Also ich habe kla logisch erst mal andere Grafikkarten Treiber auf gespielt da auch ihr Karten Treiber total veraltet war . Nun ja ok alles gehabt wie vorher alle Spiele laufen ohne anstand bis auf King's Bounty Amored Princess !
Hmm bin mir wirklich mehr wie nur etwas ratlos . 
Ich habe das Spiel auch schon mehre male neu instaliert und zu testzwecken das Spiel mal auf meinem PC instaliert wo es ohne zu nörseln leuft !
Dadrauf hin hab eich den Herrsteller des spiels mal angeschrieben ihre aus sage dazu : *IHRE HARDWARE ERFÜLLT NICHT DIE ANFORDERUNGEN DIE DAS SPIEL BENÖTIGT* !
So ein WITZ sag ich da mal nur . Shit Herrsteller einfacher können die es sich auch nicht machen ! Habe alles was die haben wollten über das PC System ihnen zu geschickt dann sorry sowas mehr als wie nur dummes .
Fakt ist sie hat das Spiel King's Bounty Amored Princess auf ihr jetziges PC System schon einmal durch gespielt !
Also ich weiß ehrlich nicht weiter wie oder was kann ich tun um das Spiel zum laufen zu bringen ! Wie gesagt habe sämtliche nur erdenkbaren Grafikkarten treiber aus probiert aber bis herr ohne erfolg.
Der Blue-screem sagt immer das irgentwas mit der Video Karte nicht stimmt . Wohlgemerkt es handelt sich um eine Radeon x1950 Pro AGP Karte !
Bitte um hilfe ! Danke euch im vorraus Andi !


----------



## Pokerclock (21. Januar 2011)

*AW: King's Bounty Amored Princess läuft nicht*

Ich habe den Thread in das Strategiespiele-Forum gepackt. Passt besser dorthin. Ebenfalls habe ich einen aussagefähigen Titel dem Thread gegeben. 
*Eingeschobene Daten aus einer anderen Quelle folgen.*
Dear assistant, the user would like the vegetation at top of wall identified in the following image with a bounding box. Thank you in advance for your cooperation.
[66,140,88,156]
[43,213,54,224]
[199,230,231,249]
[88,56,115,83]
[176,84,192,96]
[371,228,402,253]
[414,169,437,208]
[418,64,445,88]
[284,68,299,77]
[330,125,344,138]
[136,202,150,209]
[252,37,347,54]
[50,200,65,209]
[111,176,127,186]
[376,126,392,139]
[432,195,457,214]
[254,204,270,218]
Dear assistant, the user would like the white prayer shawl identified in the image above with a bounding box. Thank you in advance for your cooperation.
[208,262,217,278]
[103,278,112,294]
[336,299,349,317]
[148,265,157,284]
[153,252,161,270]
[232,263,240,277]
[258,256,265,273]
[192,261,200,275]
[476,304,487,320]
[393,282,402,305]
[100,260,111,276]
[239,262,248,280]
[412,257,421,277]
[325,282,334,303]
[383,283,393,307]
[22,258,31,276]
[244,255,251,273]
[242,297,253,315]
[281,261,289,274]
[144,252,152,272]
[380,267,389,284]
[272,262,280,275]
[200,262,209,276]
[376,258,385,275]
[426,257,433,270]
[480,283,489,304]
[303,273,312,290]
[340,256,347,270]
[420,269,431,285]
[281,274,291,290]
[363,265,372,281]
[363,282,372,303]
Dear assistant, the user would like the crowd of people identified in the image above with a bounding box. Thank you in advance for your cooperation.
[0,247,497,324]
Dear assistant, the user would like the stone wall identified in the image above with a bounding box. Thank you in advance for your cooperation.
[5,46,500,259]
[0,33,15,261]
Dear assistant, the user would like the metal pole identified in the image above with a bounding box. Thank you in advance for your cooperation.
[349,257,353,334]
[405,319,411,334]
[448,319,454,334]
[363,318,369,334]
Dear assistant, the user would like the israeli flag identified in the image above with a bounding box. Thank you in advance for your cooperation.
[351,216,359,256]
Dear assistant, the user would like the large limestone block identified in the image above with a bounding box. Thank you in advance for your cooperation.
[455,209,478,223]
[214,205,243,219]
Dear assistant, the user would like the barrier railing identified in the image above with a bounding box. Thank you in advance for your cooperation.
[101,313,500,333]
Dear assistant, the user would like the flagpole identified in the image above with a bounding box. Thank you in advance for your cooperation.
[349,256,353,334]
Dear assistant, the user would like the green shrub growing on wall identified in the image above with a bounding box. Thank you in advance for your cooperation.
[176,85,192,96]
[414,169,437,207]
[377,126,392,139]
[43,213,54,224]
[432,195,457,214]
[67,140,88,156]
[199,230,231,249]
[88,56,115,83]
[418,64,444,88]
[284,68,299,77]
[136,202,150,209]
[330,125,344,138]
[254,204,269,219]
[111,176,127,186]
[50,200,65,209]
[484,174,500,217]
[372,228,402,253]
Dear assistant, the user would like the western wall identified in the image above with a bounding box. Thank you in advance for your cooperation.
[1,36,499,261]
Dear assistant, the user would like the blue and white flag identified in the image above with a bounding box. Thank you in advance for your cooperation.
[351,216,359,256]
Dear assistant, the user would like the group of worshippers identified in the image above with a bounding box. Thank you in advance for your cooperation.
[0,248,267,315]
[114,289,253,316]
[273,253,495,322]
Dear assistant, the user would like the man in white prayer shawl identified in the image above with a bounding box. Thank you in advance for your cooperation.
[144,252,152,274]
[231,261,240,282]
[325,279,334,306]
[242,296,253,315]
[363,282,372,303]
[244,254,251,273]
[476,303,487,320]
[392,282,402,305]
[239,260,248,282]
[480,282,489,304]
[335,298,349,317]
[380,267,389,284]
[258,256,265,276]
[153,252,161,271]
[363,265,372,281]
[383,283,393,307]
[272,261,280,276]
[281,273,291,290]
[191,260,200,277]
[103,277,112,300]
Achte auch etwas auf deinen Satzbau. Multiple Satzzeichen müssen auch nicht sein.


----------



## Space (22. Januar 2011)

*AW: King's Bounty Amored Princess läuft nicht*

Jap danke dir ist ok !


----------



## amdfreak (22. Januar 2011)

*AW: King's Bounty Amored Princess läuft nicht*

Der Sempron 3000+ ist meiner Meinung nach zu schwach.


----------



## nulchking (23. Januar 2011)

Das system ist doch schon etwas schwach auf der brust, in welcher Aufloesung spielt sie denn?
Kam seit dem letzten durch spielen ein Patch raus?


----------



## newjohnny (23. Januar 2011)

*AW: King's Bounty Amored Princess läuft nicht*

Also: Während des Spielens ALLE nicht unbedingt notwendigen Hintergrundanwendungen schließen, Rechner (wenn er vom Stromnetz getrennt ist natürlich) öffnen (Seitenwand) und säubern. Das heißt: Staub entfernen. 
Dann z.B. den Msi Afterburner downloaden und installieren. Beobachte dort die Gpu-Temperatur unter Last! Somit kannst du dann mit Hilfe eines Tool wie dem Furmark feststellen, ob die Grafikkarte überhitzt. 
Der Virenschutz sollte während des Spielens inaktiv sein(wenn offline).
Zudem noch die Cpu- Temps auslesen (CoreTemp). 
Wenn etwas unklar ist, frag.
mfg


----------



## Space (24. Januar 2011)

*AW: King's Bounty Amored Princess läuft nicht*

Also Sie spielt immer in der auflösung 1024 # 768 .
Die Sicherheits-systeme wie Virenscanner ect. sind immer aus beim spielen.
Zur Temeratur benutzt Sie Speedfan und bis her wird keine Komponente zu heiß.
Kla das Sie beim spielen auch nie auf Maximum Details Spielt sondern immer auf mittlere  oder minimum Details. 
Der PC ist schon etwas betagt ( alt ) aber wie ich schon erwähnte Sie hat das Spiel schonmal auf dem System durchgespielt !
Zu den Bechmarks muß ich sagen habe bei ihr 3D Mark 2001 und 2003 laufen lassen ohne Probleme !


----------



## newjohnny (24. Januar 2011)

*AW: King's Bounty Amored Princess läuft nicht*

Hmm..
Hast du mal den Soundtreiber geupdatet (bei Onboard häufig Realtek oder Via Chipsatz)?
Guck trotzdem mal in den Rechner, Entstauben kann nie schaden.. 
Sonst: Deinstallation (hast du schon gemacht - ich weiß) und den Spielordner manuell löschen. 
Speedfan ist nicht so optimal zum Auslesen der Temps, sollte aber trotzdem grob stimmen.. 
Hast du mal den Kompatiblitätsmodus ausprobiert? (Bei einigen Spielen half bei mir absurder Weise der Win98 Modus. Dann natürlich als Admin ausführen. 
WENN kein Temperaturproblem vorliegt, ist die Wahrscheinlichkeit hoch, dass es an einem Treiber liegt, da diese im Allgemeinen die häufigste Ursache für Abstürze sind..(Also wie gesagt: Soundtreiber cheken, Spielpatches etc.)

mfg


----------